(Here is where the reformed English grad student in me makes an appearance.) Ishmael Reed is one of my all-time favorite authors. His seminal work, 1972’s Mumbo Jumbo, is a true literary collage. It is a dense 220 pages (depending on which edition you consider). The book incorporates footnotes, quotes from other texts, seemingly misplaced pictures, different fonts designed to offset specific passages, and asides that are signed by the author himself.
All of these pieces seem dissimilar when considered separately, but when viewed as a collective whole, they present something that is crazy, scary, and jolting. Two-thirds of Company Flow are releasing albums shortly. El-P’s Cancer for Cure is sure to get most of the headlines, but Bigg Jus’ Machines That Make Civilization Fun deserves some attention. Bigg Jus offers an aural assault on his forthcoming album, his first solo release in seven years. Bigg Jus is like a hip-hop Ishmael Reed, an author know for his distinctively original satirical voice.
“Black Roses”, “Hard Times for New Lovers”, and the title track prove to be highlights. They each sound exceedingly menacing, but deliver on the idea of Jus as a true artist. His work feels like a musical collage. Each time you listen, you pick up some new flourishing element or another layer. It’s a crazy puzzle.

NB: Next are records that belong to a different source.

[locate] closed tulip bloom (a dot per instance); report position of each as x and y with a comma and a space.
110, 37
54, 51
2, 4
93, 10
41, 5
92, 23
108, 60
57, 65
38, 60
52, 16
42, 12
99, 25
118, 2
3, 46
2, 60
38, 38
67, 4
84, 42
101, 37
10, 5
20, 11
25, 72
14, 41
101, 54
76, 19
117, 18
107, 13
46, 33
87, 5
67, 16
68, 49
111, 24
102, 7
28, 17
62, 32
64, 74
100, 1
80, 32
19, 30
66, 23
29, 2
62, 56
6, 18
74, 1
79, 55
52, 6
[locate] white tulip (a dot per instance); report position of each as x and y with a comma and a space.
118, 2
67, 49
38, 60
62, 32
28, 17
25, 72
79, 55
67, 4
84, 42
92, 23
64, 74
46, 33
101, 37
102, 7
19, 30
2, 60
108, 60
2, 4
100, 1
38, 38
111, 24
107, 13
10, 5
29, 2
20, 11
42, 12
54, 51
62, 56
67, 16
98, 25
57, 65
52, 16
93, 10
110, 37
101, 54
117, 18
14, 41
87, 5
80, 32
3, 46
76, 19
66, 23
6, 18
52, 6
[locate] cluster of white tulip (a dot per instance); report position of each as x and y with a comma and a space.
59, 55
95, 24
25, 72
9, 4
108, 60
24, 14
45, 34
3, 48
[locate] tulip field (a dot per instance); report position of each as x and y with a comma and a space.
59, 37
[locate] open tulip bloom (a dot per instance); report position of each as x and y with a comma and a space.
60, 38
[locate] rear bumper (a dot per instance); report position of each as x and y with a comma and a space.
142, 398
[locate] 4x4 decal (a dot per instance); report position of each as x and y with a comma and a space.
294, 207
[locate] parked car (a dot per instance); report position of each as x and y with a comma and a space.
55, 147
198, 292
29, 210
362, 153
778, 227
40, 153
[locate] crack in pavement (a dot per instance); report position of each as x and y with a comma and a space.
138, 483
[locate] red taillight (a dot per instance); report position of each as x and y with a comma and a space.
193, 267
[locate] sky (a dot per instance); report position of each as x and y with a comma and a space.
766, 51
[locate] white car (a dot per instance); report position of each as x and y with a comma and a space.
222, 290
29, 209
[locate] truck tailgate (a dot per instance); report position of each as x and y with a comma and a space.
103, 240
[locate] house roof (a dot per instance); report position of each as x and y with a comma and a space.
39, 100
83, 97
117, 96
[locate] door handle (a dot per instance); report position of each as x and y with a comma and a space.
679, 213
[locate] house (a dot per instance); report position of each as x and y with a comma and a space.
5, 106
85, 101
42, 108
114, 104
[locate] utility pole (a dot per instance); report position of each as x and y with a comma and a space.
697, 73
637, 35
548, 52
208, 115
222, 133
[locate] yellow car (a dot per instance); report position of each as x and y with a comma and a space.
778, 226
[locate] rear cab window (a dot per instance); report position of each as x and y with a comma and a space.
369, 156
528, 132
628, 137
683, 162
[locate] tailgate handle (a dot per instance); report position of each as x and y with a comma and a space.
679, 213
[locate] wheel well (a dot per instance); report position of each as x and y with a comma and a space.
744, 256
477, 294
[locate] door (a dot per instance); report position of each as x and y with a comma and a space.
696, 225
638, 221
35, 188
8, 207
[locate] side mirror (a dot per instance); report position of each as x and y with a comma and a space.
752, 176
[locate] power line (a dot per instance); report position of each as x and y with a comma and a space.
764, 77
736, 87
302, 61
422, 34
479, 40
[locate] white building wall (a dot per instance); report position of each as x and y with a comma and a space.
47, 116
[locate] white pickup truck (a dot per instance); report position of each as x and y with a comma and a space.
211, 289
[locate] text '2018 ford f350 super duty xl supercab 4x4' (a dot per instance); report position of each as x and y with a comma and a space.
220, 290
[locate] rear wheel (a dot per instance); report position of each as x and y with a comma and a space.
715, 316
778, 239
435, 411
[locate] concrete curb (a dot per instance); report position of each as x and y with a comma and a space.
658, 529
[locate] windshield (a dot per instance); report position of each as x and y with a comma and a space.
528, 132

Jus doesn’t offer any clues or hints like Reed often does in his fiction. Jus expects the audience to educate and submerge itself. The statement can’t be fully appreciated and comprehended without complete immersion. It’s a bold statement.
Make no mistake about it, this is a difficult listen. But it is also an extremely rewarding one. Each successive listen offers something new, and ultimately something interesting. Initially, I fucking hated this album. I wasn’t being patient. We owe it to the artist to fully consider the statement, and to not dismiss it once we don’t fully understand or appreciate it. I nearly made this mistake.